Directed with gentle, steady care by Anne-Louise Sarks, this is a thoughtful and personal story, but its insistence on existing in a vacuum is both its strength and its weakness. This is such a solo story that it’s easy to fall under the spell of Peake’s technically detailed, aesthetically effortless performance. But it’s also such a solo story that it feels divorced from time and place and, frequently, its audience.
This narrow focus on IVF seems borne from and constrained by typical behaviours of the white middle-class. It’s a play about great financial and logistical privilege that doesn’t examine that privilege, or even its central question: why does the Woman want to have a child? And why does she want to have a child via IVF only, and not explore other options like foster care or adoption simultaneously? In a throwaway line the Woman explains that adoption is difficult, but so is IVF – the Woman frequently acknowledges, but doesn’t fully explore, the intense mental and physical strain her body is under as she goes through the process. The piece is unwilling to interrogate its central character and her world. This makes sense for a piece based on memoir – it’s a whole world unto itself – but it’s hard to not be hungry for something that reaches out to us a little more.
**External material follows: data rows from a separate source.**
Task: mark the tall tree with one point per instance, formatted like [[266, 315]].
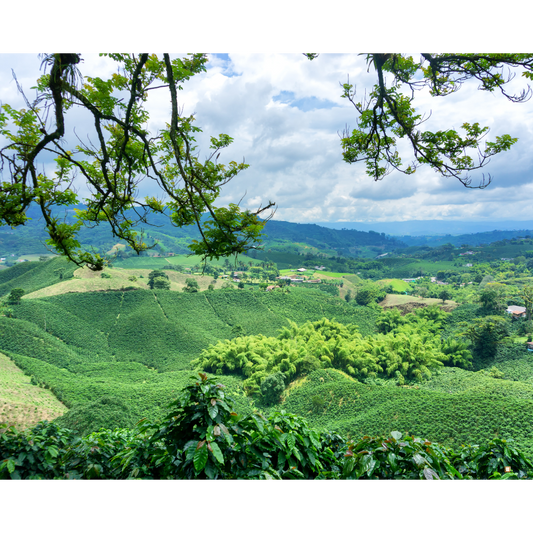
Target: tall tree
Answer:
[[125, 153], [387, 114]]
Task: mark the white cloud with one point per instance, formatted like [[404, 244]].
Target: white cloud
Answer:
[[285, 114]]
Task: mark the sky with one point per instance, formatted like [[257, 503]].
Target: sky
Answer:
[[286, 115]]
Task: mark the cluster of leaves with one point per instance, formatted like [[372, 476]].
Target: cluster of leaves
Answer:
[[203, 439], [124, 154], [401, 458], [406, 349], [388, 114], [157, 279]]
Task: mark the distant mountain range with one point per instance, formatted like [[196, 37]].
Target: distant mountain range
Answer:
[[433, 227]]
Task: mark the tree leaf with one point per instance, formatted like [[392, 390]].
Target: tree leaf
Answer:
[[430, 475], [213, 411], [200, 456], [217, 453]]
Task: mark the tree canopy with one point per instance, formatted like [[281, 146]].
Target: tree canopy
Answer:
[[387, 113], [123, 152]]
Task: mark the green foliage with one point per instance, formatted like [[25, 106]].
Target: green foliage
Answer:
[[156, 274], [411, 350], [370, 293], [125, 154], [203, 439], [486, 333], [161, 283], [272, 387], [15, 296], [191, 285], [107, 412], [34, 275]]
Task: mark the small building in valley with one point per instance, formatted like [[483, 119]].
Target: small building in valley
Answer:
[[516, 311]]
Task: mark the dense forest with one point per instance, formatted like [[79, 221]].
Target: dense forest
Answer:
[[425, 383]]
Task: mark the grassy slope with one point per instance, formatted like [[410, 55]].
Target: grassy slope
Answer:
[[455, 407], [137, 345], [85, 280], [21, 403]]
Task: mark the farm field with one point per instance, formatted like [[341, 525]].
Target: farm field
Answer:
[[85, 280], [21, 403], [396, 300]]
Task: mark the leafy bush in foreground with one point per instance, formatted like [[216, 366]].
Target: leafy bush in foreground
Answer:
[[203, 439]]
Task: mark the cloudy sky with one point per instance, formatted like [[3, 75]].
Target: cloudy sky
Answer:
[[285, 114]]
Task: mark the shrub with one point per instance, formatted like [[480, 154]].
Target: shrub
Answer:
[[272, 387]]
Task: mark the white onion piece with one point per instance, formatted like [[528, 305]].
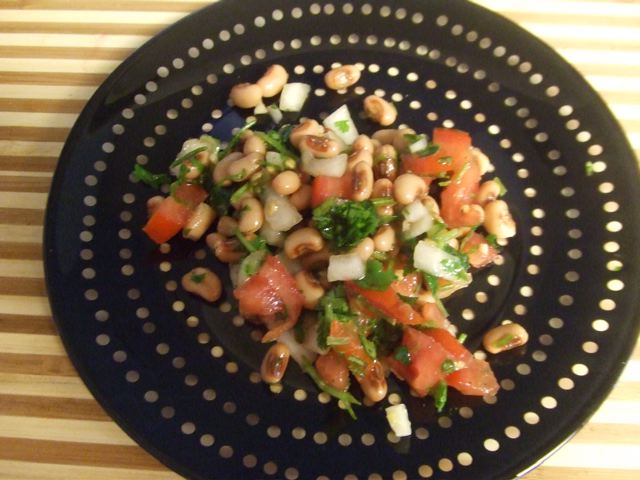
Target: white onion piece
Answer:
[[297, 351], [293, 96], [330, 167], [341, 124], [430, 258], [279, 213], [398, 418], [349, 266]]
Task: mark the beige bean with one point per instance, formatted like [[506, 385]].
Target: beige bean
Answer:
[[286, 183], [488, 191], [302, 241], [342, 77], [408, 187], [244, 167], [273, 80], [362, 143], [365, 248], [373, 382], [362, 182], [275, 362], [379, 110], [384, 239], [203, 282], [505, 337], [227, 250], [251, 216], [221, 170], [254, 144], [227, 226], [246, 95], [498, 220], [320, 147], [199, 222], [308, 127], [301, 198], [310, 288]]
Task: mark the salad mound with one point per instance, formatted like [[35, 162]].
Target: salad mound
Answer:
[[342, 246]]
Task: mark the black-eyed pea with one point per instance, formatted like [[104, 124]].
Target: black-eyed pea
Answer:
[[286, 183], [408, 187], [275, 362], [308, 127], [202, 282], [310, 288], [273, 80], [384, 239], [505, 337], [342, 77], [319, 146], [199, 222], [221, 170], [362, 182], [488, 191], [498, 220], [380, 111], [302, 241], [246, 95], [251, 216], [227, 226], [245, 166], [301, 198]]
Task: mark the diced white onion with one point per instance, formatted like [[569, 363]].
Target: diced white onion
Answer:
[[349, 266], [331, 167], [293, 96], [279, 213], [341, 124], [398, 418], [430, 258]]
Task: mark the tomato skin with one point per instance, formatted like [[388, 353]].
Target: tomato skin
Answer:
[[270, 294], [388, 302], [169, 217], [325, 187], [333, 369]]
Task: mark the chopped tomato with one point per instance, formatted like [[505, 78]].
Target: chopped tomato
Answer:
[[478, 250], [388, 302], [272, 296], [324, 187], [168, 219], [453, 152]]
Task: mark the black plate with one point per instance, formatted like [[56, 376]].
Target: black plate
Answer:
[[180, 377]]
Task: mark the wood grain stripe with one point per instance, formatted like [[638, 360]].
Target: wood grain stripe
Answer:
[[15, 470], [54, 365], [47, 407], [76, 453]]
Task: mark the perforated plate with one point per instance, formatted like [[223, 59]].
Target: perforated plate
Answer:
[[180, 376]]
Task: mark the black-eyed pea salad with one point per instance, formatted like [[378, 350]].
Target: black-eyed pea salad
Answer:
[[342, 244]]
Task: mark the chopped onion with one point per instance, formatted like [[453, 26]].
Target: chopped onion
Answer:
[[341, 124], [430, 258], [293, 96], [279, 213], [398, 418], [349, 266], [330, 167]]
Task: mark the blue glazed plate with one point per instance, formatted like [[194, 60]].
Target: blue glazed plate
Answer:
[[181, 377]]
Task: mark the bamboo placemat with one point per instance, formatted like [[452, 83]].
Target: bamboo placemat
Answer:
[[53, 55]]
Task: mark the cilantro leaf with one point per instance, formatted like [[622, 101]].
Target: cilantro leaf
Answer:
[[376, 278]]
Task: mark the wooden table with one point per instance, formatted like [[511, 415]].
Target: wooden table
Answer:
[[53, 55]]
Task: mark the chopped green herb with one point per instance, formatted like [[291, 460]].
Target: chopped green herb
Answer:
[[439, 394], [344, 223], [155, 180], [376, 278]]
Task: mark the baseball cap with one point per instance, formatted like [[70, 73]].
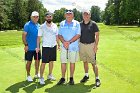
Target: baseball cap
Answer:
[[35, 13], [68, 11], [49, 13], [86, 11]]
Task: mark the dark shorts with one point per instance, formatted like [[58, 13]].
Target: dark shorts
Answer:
[[49, 54], [30, 54]]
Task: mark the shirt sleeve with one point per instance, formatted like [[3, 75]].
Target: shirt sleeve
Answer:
[[96, 29], [56, 30], [60, 29], [78, 29], [40, 31], [26, 28]]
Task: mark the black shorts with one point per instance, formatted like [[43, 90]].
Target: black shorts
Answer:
[[30, 54], [48, 54]]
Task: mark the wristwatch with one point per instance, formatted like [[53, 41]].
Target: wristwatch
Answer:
[[26, 44]]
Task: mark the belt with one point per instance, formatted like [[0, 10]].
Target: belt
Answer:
[[87, 43]]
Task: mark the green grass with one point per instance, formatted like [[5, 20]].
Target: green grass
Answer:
[[118, 61]]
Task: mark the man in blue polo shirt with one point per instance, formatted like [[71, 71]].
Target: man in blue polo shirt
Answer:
[[29, 38], [69, 34]]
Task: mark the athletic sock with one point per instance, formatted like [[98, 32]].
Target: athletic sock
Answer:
[[97, 77], [86, 74]]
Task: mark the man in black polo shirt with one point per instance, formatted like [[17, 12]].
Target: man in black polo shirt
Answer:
[[88, 45]]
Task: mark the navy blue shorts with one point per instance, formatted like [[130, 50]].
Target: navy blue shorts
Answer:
[[30, 54], [49, 54]]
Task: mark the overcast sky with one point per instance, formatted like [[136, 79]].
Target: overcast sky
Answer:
[[53, 5]]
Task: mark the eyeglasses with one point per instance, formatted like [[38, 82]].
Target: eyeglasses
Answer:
[[68, 11]]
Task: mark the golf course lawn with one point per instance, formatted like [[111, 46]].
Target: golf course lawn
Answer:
[[118, 59]]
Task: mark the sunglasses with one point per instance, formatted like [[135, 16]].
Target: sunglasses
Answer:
[[68, 11], [35, 16], [48, 15]]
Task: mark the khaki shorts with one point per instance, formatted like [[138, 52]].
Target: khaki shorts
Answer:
[[73, 56], [86, 53]]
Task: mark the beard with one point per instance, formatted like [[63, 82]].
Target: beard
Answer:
[[49, 21]]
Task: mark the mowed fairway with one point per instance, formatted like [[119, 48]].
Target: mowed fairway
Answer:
[[118, 60]]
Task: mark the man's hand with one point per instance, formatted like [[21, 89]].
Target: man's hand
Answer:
[[26, 48], [37, 50], [66, 44], [95, 48]]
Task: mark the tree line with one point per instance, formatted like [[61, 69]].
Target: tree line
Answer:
[[122, 12], [15, 13]]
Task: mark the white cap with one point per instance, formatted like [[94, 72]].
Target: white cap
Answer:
[[86, 11], [35, 13]]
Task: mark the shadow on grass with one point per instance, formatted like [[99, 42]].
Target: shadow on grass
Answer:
[[16, 87], [28, 87], [31, 87], [77, 88], [128, 27]]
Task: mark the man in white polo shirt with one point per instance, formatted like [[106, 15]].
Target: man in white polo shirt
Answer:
[[49, 33]]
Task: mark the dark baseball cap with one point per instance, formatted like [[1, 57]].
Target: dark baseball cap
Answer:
[[68, 11], [48, 14]]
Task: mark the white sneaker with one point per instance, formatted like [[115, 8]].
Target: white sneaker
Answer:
[[42, 81], [37, 76], [51, 77], [29, 79]]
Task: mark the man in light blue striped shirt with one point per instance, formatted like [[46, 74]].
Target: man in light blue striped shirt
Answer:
[[69, 33]]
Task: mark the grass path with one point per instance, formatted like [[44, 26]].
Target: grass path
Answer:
[[118, 60]]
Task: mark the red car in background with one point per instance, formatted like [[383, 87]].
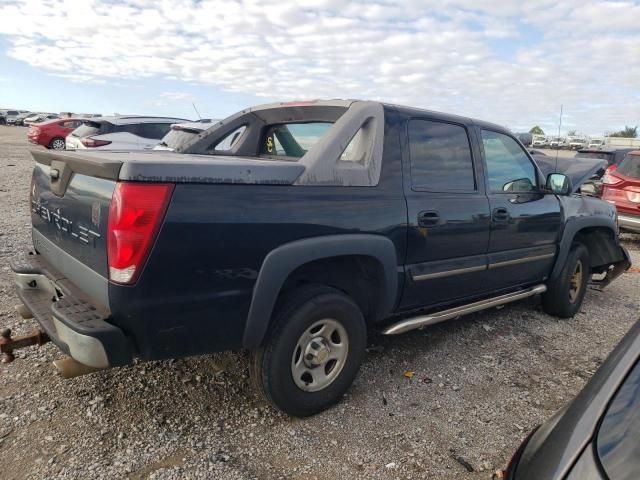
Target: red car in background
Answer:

But Avalanche isn’t interested in being about anything than one woman’s experience with IVF, (and certainly men for centuries have made plays about a narrow slice of their life experience, so a personal study of a moment in time is nothing new or more egregious than countless plays in our old theatre canon). So how does it stack up in its vacuum?
It’s mixed. Leigh’s script is warmly written and contains pleasing momentum – you want to know more about the Woman – but the reason you can’t help but hunger for the world to have been brought into the play is that the script is crying out for more. Its emotional and dramatic structure is internal and more direct than it is nuanced, often based on assumptions that we’ll understand where the Woman is coming from (and if you’re not straight, or not someone who wants children, or are someone who has historically been discouraged from having children, you might not understand where she’s coming from). Marg Horwell’s strikingly lovely, movable set marks emotional beats and does much of the dramatic heavy lifting here – a sudden breakage or change onstage says more than the script ever does about the Woman’s emotional state.
And if this is a love story about a lost kind of love, it’s a shame that the play ends abruptly, without reflection or examination on how the Woman grapples with her loss.
But Avalanche isn’t a play about that kind of reflection, and it isn’t a play that can bear to let in the world. The wounds, perhaps, are too fresh. Much like the Woman’s world shrinks to her quest to become a mother, this play stays squarely in one place and invites us to engage on the Woman’s terms. It cannot bear to look away from her. If you see yourself in her – if you’re struggling with the industry of IVF, with the hardships of parenting or of becoming a parent, then you’ll find her world a rich and sympathetic one. If you’ve never had the option of building a ‘traditional’ family, and had to find your own family and social bonds outside the generally accepted? This could leave you cold.